|Waves at Acadia National Park, Maine|
|Bowsprit of the Tall Ship Mar, Halifax, NS|
|The lighthouse on Cap Gaspe, Forillon National Park, QC|
|Another view of Cap Gaspe, from the Mont Saint-Alban lookout tower|
There are quite literally hundreds more photos from everywhere that I've been in the past six weeks and thousands of miles (also literal: my friend Heather & I put more than three thousand miles on her car in our New England/Canadian adventure). I'm looking forward to sifting through them more carefully in the future. Just now, I'd like to pause a moment on how strangely productive all of this travel has been.
I certainly don't mean in terms of production, any finished project. I've been a shameless and capricious dilettante, starting a dozen different pieces in three genres and finishing none of them since I set out on May 16. I blame some of this on the fact that I was working almost exclusively in my notebook, with a pen, and it's much easier to do the big organizing/re-writing/overhauling that I need with a keyboard than without, so instead of crashing things out, I took notes and then moved on to whatever was next, returning to make more notes as necessary. (I will say that Evernote may be revolutionizing that annotation process in a really easy and useful way, and it was incredibly helpful even when I didn't have actual network or wireless access with my phone, which was incredibly often through the Maritimes and the Gaspe Peninsula.) But while I still have my many, many pages of notes and scraps and snippets to actually type up and organize, the overarching sense of it all is that much of what I started deserves finishing. I don't often feel that way, and my folders are a hive of the unfinished. But all of these things feel quietly, calmly alive in a way that says Take your time. We will be here when you're ready. This is good. This is important. Because there's no way, of course, to finish all of these things at once, and it's madness to try. It's madness enough to be still at work on a novel's revisions (more on that in a moment), preparing to start drafting the next, and having some non-fiction planned that really does need to be finished. But this is good madness (I think). At least the back of my writing brain thinks so. It must think so because it's finally let me think some useful things about the novel I "finished" over spring break.
That was the first substantial revision. It was a revision that needed to happen, but when I put the files away for the end of the semester, I knew there were some things that weren't quite right, and, in early May, trying to think about those things made me feel frantic, panicked, and riddled with failure, even though I know that excellent novels do not come about on one-and-a-half drafts. A novel is work, but, in May, it didn't feel like work, which is familiar, which is what one does, which is strangely comforting in its way. In May, it felt like just one more thing I couldn't get right.

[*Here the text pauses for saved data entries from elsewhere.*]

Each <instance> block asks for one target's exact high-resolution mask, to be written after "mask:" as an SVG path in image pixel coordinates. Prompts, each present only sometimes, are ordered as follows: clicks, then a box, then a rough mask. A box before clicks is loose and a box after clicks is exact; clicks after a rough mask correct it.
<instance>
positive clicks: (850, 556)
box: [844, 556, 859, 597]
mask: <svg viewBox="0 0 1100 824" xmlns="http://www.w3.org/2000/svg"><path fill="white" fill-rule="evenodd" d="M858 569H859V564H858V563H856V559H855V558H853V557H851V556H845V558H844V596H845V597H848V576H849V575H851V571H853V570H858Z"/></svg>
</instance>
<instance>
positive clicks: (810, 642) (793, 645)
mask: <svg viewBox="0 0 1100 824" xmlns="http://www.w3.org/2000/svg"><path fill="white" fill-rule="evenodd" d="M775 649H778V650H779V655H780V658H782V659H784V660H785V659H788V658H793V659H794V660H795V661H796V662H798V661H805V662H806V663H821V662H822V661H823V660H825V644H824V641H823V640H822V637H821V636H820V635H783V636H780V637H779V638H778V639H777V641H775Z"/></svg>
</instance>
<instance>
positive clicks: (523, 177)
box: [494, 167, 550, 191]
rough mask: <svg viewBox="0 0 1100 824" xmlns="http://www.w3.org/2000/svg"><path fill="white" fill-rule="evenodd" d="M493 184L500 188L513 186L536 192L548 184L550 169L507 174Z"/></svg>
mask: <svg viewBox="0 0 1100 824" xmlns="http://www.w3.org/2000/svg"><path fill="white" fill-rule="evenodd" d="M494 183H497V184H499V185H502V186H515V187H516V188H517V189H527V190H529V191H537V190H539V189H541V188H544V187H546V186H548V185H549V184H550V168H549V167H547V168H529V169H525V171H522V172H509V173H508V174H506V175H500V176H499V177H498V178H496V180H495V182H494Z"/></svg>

So, an ocean, then most of a continent, then the spine of the Rockies and wide deserts between me and it. Up to nine timezones. More than a dozen new students and a host of wonderful new people and a wealth of new landscapes and climates and a lot of delicious food and miles passed beneath my sneaker-soles. A jumble of new ideas. The constant smell of sugar in the air in Sibiu, the pine freshness of Gaspe, everywhere marine salt from Maine to Montreal and then in San Diego. All this distance, all this stimulus. And in small, quiet moments--under the rain-wet tent in Maine, on a silent, red beach on Prince Edward Island, on yet another lookout over Gaspe Bay, with coffee in hand in the Quarter of Spectacles in Montreal--things became clearer. Some small changes, adjustments to scenes and moods, and some cuts, of course, and then, last night, as the last flight started its descent into Casper, the thing I probably needed to know most about the book crept in. I had to write my notes on my actual boarding pass, given the timing, and there are scrawls in all of the white spaces, in the bigger block of white following my name, in the smaller white rectangle beneath the large DEN-CPR, on the back around the advertisement for United's Mileage Plus credit card. The ideas filled themselves in, wherever there was space. All I had to do was find that space.
In fourteen days, I leave for my residency at the Jentel Foundation. I'll have four weeks of space, too, to listen and to work, thanks to the fantastic people at Jentel. In the meantime, there are smaller things to manage, a semester to prepare for, and some finishing to do. But I know where I stand, and the footing is good, and for now, the listening is easy.